God chooses to love us not because anything about us is loveable, but because he has promised that those who believe Christ has payed the price for their sins will not be held accountable for them. An invidual's faith in God's promise is what lays claim to the love that God has for the sinners who know themselves to be so desperately lost that only a miracle could save them.

For those of us who know the depth of our sins and wickednesses, the idea that the cross is proof of God's love for the unloveable provides the only hope we have! It confirms the blackness of our hearts (that we wish we didn't know to be true!) and assures that God has acted in our favor anyway.

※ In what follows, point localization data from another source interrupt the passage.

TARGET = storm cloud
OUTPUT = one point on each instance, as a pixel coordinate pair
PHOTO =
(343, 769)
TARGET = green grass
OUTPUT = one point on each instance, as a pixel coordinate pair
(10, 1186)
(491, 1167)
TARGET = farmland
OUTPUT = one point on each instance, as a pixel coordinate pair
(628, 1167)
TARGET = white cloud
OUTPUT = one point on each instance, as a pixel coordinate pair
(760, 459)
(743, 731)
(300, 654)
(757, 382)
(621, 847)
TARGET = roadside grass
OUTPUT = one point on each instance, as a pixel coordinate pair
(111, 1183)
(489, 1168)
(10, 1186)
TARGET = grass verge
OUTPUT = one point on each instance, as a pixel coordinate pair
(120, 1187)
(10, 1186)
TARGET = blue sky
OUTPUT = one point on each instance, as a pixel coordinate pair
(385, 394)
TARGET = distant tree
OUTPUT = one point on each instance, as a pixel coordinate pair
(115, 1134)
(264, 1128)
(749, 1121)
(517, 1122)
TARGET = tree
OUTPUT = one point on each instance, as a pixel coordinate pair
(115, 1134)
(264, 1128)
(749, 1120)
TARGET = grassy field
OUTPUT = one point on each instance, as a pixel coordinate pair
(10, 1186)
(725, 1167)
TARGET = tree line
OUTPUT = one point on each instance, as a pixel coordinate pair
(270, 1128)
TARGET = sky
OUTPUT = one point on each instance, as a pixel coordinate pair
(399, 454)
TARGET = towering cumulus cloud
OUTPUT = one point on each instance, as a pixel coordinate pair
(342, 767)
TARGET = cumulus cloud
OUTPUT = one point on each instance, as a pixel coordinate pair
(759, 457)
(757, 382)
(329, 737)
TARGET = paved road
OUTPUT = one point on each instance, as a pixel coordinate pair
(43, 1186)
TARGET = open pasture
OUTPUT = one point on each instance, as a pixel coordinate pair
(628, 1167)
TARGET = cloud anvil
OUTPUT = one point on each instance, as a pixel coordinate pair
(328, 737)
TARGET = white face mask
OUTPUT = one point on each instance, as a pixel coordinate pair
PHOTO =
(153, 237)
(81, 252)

All SSRIs and self-help books aside, this doctrine is the only source of positive mental health and emotional integration that weak, selfish, and failure-prone people have!

Jeff Dean said...


First paragraph: "And thereforth no person deserves to be in God's good graces."

Eric Cadin said...

jeff, in response to the statement "this human nature is NOT changed when a person becomes a Christian, but remains [as privitive] always with him" I offer a few reflections of those far more intelligent and holier than myself:

Pope St. Leo the Great: "The special note of the pascal feast is this: the Whole church rejoices in the forgiveness of sins. It rejoices in the forgiveness of those who are then reborn in holy baptism but also of those who are already numbered among God's adopted children. Initially men are made NEW by the rebirth of Baptism."

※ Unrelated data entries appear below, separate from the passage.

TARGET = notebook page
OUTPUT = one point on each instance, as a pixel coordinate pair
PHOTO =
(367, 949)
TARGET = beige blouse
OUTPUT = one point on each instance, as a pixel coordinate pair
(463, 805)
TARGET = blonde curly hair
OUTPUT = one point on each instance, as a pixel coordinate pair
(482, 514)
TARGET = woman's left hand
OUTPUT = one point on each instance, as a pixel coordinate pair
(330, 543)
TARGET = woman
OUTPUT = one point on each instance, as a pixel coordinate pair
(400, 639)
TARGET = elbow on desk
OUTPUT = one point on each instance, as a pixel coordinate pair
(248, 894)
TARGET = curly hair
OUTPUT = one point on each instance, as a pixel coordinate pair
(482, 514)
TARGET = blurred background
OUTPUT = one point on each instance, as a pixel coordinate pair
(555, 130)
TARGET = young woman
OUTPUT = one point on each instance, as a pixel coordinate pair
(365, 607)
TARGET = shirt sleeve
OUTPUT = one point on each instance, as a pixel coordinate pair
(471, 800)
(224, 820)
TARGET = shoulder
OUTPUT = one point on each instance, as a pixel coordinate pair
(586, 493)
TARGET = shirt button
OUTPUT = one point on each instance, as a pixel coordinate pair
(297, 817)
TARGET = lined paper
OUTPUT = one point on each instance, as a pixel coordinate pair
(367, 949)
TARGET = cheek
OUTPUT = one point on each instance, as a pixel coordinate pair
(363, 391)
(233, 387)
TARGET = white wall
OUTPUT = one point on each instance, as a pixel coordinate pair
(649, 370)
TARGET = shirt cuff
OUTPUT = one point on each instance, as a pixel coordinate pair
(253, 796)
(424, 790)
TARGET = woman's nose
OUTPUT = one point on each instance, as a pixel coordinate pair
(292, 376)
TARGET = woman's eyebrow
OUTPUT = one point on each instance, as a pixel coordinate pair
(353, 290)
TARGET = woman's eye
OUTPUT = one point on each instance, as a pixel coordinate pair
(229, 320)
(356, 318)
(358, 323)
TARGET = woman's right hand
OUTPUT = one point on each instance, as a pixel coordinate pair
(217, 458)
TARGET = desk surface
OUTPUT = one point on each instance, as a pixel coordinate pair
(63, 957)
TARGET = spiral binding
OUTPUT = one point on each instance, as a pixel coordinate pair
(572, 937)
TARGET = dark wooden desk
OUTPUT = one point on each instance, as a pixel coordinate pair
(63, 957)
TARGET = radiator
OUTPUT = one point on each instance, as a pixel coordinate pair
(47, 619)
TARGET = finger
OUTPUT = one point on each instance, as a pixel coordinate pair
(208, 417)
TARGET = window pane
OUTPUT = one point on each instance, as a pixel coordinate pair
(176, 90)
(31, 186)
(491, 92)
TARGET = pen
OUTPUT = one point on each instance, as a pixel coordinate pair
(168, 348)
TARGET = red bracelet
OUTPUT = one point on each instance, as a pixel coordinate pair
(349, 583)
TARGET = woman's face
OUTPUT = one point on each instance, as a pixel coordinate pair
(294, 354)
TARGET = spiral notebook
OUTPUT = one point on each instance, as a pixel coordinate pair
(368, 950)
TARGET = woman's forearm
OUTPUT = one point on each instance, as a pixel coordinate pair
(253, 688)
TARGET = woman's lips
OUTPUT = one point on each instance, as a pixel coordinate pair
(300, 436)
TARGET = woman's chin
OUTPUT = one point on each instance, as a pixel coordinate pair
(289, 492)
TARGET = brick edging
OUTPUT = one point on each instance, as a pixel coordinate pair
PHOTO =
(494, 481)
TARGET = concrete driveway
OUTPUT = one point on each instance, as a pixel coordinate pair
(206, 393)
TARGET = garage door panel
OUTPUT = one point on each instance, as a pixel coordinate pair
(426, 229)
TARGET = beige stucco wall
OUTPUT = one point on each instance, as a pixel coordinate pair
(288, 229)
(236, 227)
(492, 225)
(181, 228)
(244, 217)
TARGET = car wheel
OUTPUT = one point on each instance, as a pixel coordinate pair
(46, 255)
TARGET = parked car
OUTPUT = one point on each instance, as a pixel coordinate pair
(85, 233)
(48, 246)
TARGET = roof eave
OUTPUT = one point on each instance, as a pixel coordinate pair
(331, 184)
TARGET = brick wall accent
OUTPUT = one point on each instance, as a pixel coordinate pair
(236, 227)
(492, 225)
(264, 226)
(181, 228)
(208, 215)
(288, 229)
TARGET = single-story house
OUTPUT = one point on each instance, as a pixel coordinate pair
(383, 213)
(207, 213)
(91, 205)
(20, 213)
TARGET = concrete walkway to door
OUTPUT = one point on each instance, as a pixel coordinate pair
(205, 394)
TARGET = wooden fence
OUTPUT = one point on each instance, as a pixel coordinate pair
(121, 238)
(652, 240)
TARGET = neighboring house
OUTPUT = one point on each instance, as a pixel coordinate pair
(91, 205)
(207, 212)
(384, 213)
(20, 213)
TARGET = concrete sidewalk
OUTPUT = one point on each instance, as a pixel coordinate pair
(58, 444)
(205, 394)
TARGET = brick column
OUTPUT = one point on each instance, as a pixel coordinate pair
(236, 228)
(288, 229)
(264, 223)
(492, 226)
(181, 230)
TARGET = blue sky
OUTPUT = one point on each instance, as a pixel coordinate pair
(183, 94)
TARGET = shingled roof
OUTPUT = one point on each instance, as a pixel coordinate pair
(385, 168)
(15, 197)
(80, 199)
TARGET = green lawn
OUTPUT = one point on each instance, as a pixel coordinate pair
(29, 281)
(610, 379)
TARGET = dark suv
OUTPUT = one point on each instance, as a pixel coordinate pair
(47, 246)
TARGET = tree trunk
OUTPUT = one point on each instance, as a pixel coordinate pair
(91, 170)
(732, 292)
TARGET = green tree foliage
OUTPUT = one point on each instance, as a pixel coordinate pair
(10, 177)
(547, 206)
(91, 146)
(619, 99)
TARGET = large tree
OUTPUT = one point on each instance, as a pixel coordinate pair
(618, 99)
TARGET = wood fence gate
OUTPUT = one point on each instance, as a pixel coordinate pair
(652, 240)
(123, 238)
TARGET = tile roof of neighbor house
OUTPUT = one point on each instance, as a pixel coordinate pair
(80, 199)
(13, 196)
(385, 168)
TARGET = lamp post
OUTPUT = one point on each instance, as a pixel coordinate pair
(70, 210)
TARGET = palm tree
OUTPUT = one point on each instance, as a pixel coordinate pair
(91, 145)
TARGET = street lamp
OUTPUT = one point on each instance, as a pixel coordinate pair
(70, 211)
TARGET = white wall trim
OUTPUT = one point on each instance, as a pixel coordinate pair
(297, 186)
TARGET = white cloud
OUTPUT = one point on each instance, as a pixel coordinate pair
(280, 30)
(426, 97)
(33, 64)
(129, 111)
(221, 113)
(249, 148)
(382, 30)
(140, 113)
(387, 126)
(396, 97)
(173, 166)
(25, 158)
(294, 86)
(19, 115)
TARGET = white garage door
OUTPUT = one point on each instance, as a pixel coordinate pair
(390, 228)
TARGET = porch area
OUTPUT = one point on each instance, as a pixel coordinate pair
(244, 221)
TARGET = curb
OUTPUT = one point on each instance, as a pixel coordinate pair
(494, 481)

St. Andrew of Crete, bishop: "In his humility Christ entered the dark regions of our fallen world and he is glad that he became so humble for our sake, glad that he came and lived among us and shared in our nature in order to raise us up again to himself"

Again, Pope St. Leo the Great: "he who is trye God was therefore born in the complete and perfect nature of a true man, whole in his own nature, whole in ours. By our nature we mean what the Creator had fashioned in us from the beginning, and took to himself in order to restore it."

"Christian, remember your dignity, and now that you share in Christ's own nature, do not retrun by sin to your former base condition. Bear in mind who is your head and of whose body you are a member...Through the sacrament of Baptism you ahve become a temple of the Holy Spirit."

St. Hippolytus: "'For Christ who is God, exalted above all creation,' has taken away man's sin and has refashioned our fallen nature...God is not beggarly, and for the sake of his own glroy he has given us a share in his divinity."

St. Athanasius: "By taking our own nature and offering it in sacrifice the Word was to destroy it competely and then invest it with his own nature, and so prompt the Apostle to say, 'this corruptible body must put on incorruption; this mortal body must put on immortality.' This was not done in outward show only, as some ahve imagined. This is not so. Our Savior truly became man, and from this has followed the salvation of a man as a whole."

St. Maximus the Confessor: "here is the reason why God became a perfect man, changing nothing of human nature, except to take away sin (which was never natural anyway). His flesh was set before that voracious, gaping dragon as bait to provoke him: flesh that would be deadly for the dragon, for it would utterly destroy him by the power of the Godhead hidden within it. For human nature, however, his flesh was to be a remedy since the power of the Godhead in it would restore human nature to its original grace."

St. Augustine: "Of his own will he was born for us today, in time, so that he could lead us to his Father's eternity. God became man so that man might become God."